Stanley Whitney: Paintings, 02 Oct 2015 — 13 Nov 2015
Exhibitions

Stanley Whitney: Paintings

“Creating space within colour involves experiments with density, vibrancy, saturation, and even with matteness. It is not just formal for me – colour has great depth, it can bring up great emotion and immense feeling… I want everything in the paintings – the complexity of the world.”

Stanley Whitney, Artforum, 2015

The American artist Stanley Whitney makes his debut with Lisson Gallery Milan, in the country whose influence has proved vital in his five decade-long career. This exhibition includes new paintings and works on paper alongside earlier pieces by Whitney, a painter who is devoted to exploring the spatial, emotional and philosophical thrills of colour and whose canvases sing with a jostling vibrancy that renews the potency of abstraction.

Whitney’s signature style – developed in the 1990s following time spent in Italy, where he continues to have a studio, and then Egypt – is an almost architectural approach to painting in which a grid composition supports lozenge-like squares, stacking single colours in a deliberately irregular grid.
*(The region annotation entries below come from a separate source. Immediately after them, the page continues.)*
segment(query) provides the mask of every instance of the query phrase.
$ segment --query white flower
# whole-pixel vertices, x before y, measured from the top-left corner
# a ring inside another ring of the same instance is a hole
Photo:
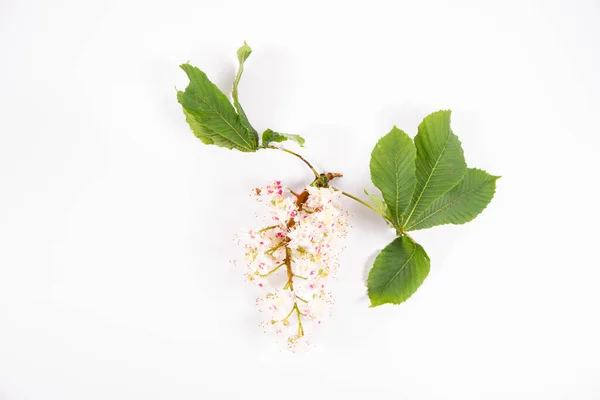
[[[329,314],[333,297],[325,281],[335,275],[346,215],[340,193],[307,187],[304,202],[281,181],[257,189],[271,214],[272,225],[249,231],[243,238],[248,280],[264,290],[257,306],[261,326],[286,338],[295,349]]]

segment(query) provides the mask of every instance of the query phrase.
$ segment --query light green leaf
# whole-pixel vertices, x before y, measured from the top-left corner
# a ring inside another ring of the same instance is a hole
[[[403,227],[461,181],[467,164],[458,137],[450,129],[450,110],[425,117],[415,136],[417,184]]]
[[[371,153],[371,180],[381,190],[396,227],[402,226],[415,188],[415,157],[412,140],[395,126]]]
[[[375,211],[377,212],[377,214],[381,215],[384,218],[392,218],[392,216],[390,215],[390,209],[387,206],[387,204],[385,204],[385,201],[383,201],[383,199],[379,198],[378,196],[372,195],[371,193],[367,192],[367,189],[364,190],[365,194],[369,197],[369,199],[371,199],[371,204],[373,204],[373,207],[375,207]]]
[[[280,133],[267,129],[263,132],[262,147],[267,147],[269,143],[277,142],[281,143],[286,140],[293,140],[298,143],[300,147],[304,147],[304,138],[300,135],[293,135],[291,133]]]
[[[186,120],[194,135],[206,144],[240,151],[256,151],[258,137],[241,123],[227,97],[206,74],[189,64],[182,64],[190,83],[177,92]]]
[[[235,106],[235,109],[237,110],[238,115],[240,116],[240,121],[246,127],[246,129],[248,129],[248,131],[256,137],[256,141],[258,142],[258,132],[256,132],[256,129],[254,129],[252,125],[250,125],[248,117],[246,116],[246,112],[244,112],[244,109],[242,108],[242,105],[238,100],[238,85],[240,84],[240,79],[242,78],[242,74],[244,73],[244,62],[246,62],[248,57],[250,57],[251,53],[252,49],[250,48],[250,46],[248,46],[246,42],[244,42],[244,45],[240,47],[237,51],[240,66],[238,68],[237,75],[235,76],[235,80],[233,81],[233,90],[231,92],[231,97],[233,97],[233,105]]]
[[[469,168],[462,181],[437,199],[406,230],[431,228],[444,224],[464,224],[479,215],[494,197],[496,180],[485,171]]]
[[[407,236],[394,239],[379,253],[369,272],[371,307],[406,301],[429,274],[429,256]]]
This combinatory improvisation, made possible through the repetition and subtle variation of a predetermined structure, has its musical counterpart in jazz, an abiding influence for Whitney, and allows for a rhythmic and lyrical space to be created. “Colour has always been about space for me,” the artist recently explained: “how could one create space in the colour on a grid? How could I lay two colours so close to each other and not trap them but rather allow air for the canvas to breathe?”

The vibrancy of Whitney’s solution, what the critic Peter Schjeldahl has termed the “flustering magnetism of the colour abstractions”, fuses influences as diverse as Morandi, Goya, Velázquez and Guston with poetry, literature and music – snippets of which supply the evocative titles of the paintings. While his works seem to address all the senses at once, Whitney’s painted elements are not held in equilibrium but rather seem to jar and elbow one another. This conflagration, evoked through layered saturated primary, secondary and tertiary hues, at once destabilizes the Modernist grid and describes a beauty that refuses to be stilled.